Mary Jane memberikan bungkusan rokoknya sambil berkata, “Oh, aku tak sabar melihatnya. Dia terlihat seperti apa sekarang?”

Eloise menyalakan korek. “Akim Tamiroff.”

“Bukan, aku serius.”

“Lew. Dia terlihat seperti Lew. Saat ibunya datang, mereka bertiga terlihat seperti anak kembar tiga.” Tanpa duduk, Eloise meraih tumpukan asbak jauh di sudut meja yang dipenuhi puntung rokok. Ia berhasil mengambil satu asbak dan menaruhnya di atas perutnya. “Yang aku butuhkan adalah anjing cocker spaniel,” katanya. “Seseorang yang mirip denganku.”

“Bagaimana kedua matanya sekarang?” tanya Mary Jane. “Maksudnya, matanya tidak bertambah buruk kan?”

“Oh, Tuhan! Bukan hal semacam itu yang kutahu.”

“Bisakah dia melihat segala sesuatu tanpa kacamatanya? Maksudku, bisa saja nanti dia terbangun pada malam hari dan harus pergi ke kamar kecil.”

“Dia tidak akan membicarakan hal itu ke siapa pun. Dia anak yang penuh dengan rahasia.”

Mary Jane memutar tubuhnya saat masih duduk di kursi. “Halo, Ramona!” katanya. “Oh, pakaian yang indah!” ia menaruh minumannya. “Aku bertaruh kamu pasti tidak mengingatku yah, Ramona.”

“Dia pasti ingat. Siapa wanita ini, Ramona?”

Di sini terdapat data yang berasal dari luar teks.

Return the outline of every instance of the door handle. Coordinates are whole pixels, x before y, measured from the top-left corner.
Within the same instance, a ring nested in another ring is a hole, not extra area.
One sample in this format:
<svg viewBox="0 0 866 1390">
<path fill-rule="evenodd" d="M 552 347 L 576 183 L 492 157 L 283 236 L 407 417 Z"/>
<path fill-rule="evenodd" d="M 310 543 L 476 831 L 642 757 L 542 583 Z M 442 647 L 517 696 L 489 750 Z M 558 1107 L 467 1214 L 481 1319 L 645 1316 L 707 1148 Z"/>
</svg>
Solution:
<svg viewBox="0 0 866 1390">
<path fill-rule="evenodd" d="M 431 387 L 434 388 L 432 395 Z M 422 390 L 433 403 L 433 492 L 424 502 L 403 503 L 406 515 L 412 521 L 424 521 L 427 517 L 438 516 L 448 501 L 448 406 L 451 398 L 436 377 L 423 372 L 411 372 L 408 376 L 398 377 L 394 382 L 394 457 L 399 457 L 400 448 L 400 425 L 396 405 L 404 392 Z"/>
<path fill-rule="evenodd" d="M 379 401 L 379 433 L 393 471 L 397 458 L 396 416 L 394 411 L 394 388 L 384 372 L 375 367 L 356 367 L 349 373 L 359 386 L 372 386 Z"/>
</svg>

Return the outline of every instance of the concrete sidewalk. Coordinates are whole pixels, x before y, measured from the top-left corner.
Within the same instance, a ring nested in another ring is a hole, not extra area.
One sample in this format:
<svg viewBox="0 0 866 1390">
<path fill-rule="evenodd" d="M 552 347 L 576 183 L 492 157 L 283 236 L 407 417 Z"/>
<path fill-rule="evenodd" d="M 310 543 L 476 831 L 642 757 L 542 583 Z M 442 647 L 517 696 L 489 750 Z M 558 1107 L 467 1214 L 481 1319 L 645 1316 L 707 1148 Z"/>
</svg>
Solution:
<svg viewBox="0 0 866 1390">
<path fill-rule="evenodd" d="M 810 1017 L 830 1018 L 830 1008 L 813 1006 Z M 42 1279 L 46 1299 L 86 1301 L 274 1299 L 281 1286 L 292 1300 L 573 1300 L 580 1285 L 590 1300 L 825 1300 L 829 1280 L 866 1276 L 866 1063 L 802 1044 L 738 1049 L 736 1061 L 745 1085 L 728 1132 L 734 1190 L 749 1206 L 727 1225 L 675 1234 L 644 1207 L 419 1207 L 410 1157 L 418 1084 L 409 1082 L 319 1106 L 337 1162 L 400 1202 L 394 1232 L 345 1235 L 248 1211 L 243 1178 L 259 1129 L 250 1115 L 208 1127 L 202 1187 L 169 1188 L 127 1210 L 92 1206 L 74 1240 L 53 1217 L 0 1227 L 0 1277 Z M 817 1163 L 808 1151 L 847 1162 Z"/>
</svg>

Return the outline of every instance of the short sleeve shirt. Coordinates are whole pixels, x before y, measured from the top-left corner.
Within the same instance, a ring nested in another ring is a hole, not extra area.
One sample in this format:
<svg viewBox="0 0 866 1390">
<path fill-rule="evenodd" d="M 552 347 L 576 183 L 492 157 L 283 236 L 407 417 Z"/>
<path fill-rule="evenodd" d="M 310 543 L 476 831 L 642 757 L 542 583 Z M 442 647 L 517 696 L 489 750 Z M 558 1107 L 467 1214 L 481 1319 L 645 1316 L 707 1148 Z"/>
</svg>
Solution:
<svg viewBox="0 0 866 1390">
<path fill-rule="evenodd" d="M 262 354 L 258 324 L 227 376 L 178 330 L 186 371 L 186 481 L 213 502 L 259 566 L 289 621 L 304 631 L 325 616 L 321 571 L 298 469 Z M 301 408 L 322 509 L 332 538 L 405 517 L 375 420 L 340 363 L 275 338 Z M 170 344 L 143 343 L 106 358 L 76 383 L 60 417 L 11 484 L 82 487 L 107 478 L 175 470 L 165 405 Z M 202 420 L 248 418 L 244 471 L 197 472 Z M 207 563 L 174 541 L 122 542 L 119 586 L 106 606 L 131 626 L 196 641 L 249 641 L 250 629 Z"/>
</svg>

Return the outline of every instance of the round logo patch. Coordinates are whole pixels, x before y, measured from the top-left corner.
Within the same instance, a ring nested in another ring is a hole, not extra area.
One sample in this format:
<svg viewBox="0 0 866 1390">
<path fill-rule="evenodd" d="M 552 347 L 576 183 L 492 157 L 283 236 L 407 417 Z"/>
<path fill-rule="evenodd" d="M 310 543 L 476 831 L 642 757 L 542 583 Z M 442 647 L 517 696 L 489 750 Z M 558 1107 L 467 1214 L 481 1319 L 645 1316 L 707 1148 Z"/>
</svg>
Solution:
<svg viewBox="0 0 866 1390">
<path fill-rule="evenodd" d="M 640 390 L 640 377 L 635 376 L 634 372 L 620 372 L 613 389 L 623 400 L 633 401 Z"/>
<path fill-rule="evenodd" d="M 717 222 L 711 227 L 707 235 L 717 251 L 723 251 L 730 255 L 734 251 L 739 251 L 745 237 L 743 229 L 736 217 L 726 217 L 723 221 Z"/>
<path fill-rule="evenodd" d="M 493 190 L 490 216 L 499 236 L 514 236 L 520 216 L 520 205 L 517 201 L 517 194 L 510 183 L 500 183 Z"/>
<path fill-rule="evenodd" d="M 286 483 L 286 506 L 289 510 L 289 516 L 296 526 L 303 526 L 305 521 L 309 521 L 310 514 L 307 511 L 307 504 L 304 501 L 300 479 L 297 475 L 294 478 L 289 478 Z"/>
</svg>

“Mary Jane,” jawab Ramona sambil menggaruk tubuhnya.

“Manakjubkan!” ucap Mary Jane. “Ramona, maukah kamu memberikanku sedikit ciuman?”

“Jangan lakukan itu,” kata Eloise ke Ramona.

Ramona berhenti menggaruki tubuhnya.

“Maukah kamu memberikanku sedikit ciuman, Ramona?” pinta Mary Jane lagi.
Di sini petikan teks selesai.